Metallic hydrides, such as \( \mathrm{Th}_{4} \mathrm{H}_{1.5} \), consist of hydrogen atoms embedded in metal lattices. These hydrides are most commonly formed with transition and rare earth metals. The hydrogen atoms occupy interstitial sites within the metal lattice structure, leading to interstitial hydrides.
This type of hydride is formed through the bonding nature in wherein hydrogen atoms are delocalized and shared among a "sea" of metallic atoms. This delocalization imparts significant stability and often unique magnetic properties.

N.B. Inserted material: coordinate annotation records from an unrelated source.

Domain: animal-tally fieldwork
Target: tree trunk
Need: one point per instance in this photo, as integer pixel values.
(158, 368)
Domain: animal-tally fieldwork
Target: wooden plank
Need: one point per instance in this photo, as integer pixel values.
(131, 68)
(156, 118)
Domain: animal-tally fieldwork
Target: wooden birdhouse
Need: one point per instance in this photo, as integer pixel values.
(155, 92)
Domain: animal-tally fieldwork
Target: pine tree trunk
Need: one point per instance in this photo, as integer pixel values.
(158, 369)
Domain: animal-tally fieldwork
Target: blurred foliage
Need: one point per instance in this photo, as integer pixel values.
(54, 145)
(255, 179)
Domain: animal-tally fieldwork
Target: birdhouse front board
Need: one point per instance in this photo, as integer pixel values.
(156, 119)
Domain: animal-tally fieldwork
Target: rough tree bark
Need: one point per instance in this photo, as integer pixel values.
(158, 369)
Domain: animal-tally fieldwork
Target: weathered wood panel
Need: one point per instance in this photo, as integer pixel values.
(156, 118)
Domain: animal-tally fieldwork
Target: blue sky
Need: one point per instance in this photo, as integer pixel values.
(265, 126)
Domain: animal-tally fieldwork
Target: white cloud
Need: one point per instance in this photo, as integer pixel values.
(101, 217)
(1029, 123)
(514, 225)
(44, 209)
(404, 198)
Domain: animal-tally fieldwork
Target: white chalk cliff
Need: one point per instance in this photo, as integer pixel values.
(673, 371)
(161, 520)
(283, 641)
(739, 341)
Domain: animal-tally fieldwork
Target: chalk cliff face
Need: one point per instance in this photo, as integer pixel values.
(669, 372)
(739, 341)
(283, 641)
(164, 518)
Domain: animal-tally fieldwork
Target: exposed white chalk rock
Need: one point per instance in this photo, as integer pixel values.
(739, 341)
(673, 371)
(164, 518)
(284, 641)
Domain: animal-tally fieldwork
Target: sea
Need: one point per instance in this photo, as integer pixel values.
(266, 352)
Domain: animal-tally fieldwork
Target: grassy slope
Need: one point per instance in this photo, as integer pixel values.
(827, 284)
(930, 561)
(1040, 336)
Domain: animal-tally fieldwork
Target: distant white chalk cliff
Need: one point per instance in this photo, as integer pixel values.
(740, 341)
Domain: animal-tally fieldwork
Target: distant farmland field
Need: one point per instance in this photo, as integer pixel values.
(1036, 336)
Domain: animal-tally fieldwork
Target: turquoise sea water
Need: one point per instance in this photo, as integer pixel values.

Metallic hydrides have several applications in fields such as hydrogen storage, because of their ability to absorb and release large volumes of hydrogen, and in nuclear technologies given their high neutron moderation capability. These properties make them invaluable for technologies aiming for efficient energy solutions.

Molecular Hydrides

Molecular hydrides occur when hydrogen binds with nonmetals, as exemplified by \( \mathrm{B}_{2} \mathrm{H}_{6} \), or with elements of similar electronegativity, resulting in covalent bonds. These are generally volatile compounds due to the relatively weak intermolecular forces present.
Molecular hydrides usually exist primarily as gases or volatile liquids at room temperature. The covalent bonds in these hydrides create donor-acceptor interactions, where hydrogen either donates or accepts a pair of electrons. One striking feature of molecular hydrides is their diversity in structure and reactivity, which is largely dependent on the electron arrangements of the participating elements.
They play a vital role in organic chemistry and industrial processes, commonly acting as reducing agents, as in the case of diborane \( \mathrm{B}_{2} \mathrm{H}_{6} \), or being utilized in energy production systems such as fuel cells. The flexible chemical behavior of molecular hydrides makes them suitable for a wide range of practical applications.